Biofutures began in 2006 as a biofuels company that intended to purchase up-and-coming biofuels manufacturers. It made its first acquisition in November 2006 when it acquired Zurex, a Malaysian manufacturer with a license to produce biodiesel from palm oil. Since its initial entry into the biofuels market, Biofutures has seen some success, but as global capital retreated from the biofuels market due to other environmental concerns, Biofutures was forced away from biofuels. In May 2008, Biofutures officially became an Investment Company. Its acquisitions include the energy and utility sectors throughout Europe, Asia and the Middle East.

True to its initial plan, Biofutures places special emphasis on companies with a potential share in the biofuels market. Though this market isn’t especially profitable, Biofutures’ current strategy is to maintain several plants around the world such as oil manufacturers with the capacity to produce biofuels easily, should the technology ever become economically viable once again.

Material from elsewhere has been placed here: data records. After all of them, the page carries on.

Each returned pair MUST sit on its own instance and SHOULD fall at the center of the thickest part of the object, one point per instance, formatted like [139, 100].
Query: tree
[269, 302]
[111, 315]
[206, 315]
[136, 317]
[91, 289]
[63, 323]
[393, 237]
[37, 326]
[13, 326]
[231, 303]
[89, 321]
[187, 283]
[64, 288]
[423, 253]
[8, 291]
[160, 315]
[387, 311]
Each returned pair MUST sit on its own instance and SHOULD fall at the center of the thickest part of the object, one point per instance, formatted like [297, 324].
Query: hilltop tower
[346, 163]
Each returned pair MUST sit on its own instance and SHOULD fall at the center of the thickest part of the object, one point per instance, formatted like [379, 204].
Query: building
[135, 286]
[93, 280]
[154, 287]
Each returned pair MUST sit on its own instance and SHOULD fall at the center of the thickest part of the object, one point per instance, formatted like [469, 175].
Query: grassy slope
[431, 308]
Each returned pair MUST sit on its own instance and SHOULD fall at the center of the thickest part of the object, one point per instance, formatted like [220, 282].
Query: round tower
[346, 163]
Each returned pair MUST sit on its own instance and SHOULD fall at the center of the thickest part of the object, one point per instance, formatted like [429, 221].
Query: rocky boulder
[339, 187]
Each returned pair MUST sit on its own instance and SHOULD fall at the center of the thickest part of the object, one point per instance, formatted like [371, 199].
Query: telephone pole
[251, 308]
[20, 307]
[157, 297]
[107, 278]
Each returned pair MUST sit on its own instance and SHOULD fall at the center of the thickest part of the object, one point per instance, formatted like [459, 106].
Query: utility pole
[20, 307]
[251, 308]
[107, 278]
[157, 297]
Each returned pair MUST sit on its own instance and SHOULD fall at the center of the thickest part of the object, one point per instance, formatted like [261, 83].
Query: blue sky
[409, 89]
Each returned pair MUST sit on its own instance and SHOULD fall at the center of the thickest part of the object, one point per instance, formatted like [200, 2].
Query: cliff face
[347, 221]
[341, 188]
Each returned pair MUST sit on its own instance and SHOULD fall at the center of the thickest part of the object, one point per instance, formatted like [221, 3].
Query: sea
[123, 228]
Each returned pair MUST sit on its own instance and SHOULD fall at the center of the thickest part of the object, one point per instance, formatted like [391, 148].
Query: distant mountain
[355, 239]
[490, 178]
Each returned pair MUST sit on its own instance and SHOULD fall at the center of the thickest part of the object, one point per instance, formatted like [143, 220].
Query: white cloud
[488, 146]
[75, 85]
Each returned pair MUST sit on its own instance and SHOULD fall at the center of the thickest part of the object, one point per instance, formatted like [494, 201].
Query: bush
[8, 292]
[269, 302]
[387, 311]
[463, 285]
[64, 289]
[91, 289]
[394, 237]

For instance, the manufacturing plant in Zurex was paired with a refining plant in 2010 which produces refined palm oil for use in a variety of markets, including personal care products and food production. The refined oil which was once used as biodiesel can be used many other ways. Biofutures is a flexible investment company able to move with capricious market winds, and while the winds are currently blowing against it, the company maintains its viability.

Biofutures’ price on the AIM is especially low in light of the recent high price of palm oil. However, because the company is solid, flexible and capable of handling most problems, it offers a good investment opportunity for savvy investors. Should the price of palm oil go up due to increased demand for biofuels, for instance, Biofutures is expected to rise tremendously and be an excellent investment. Only time will tell how the company’s fortunes play out.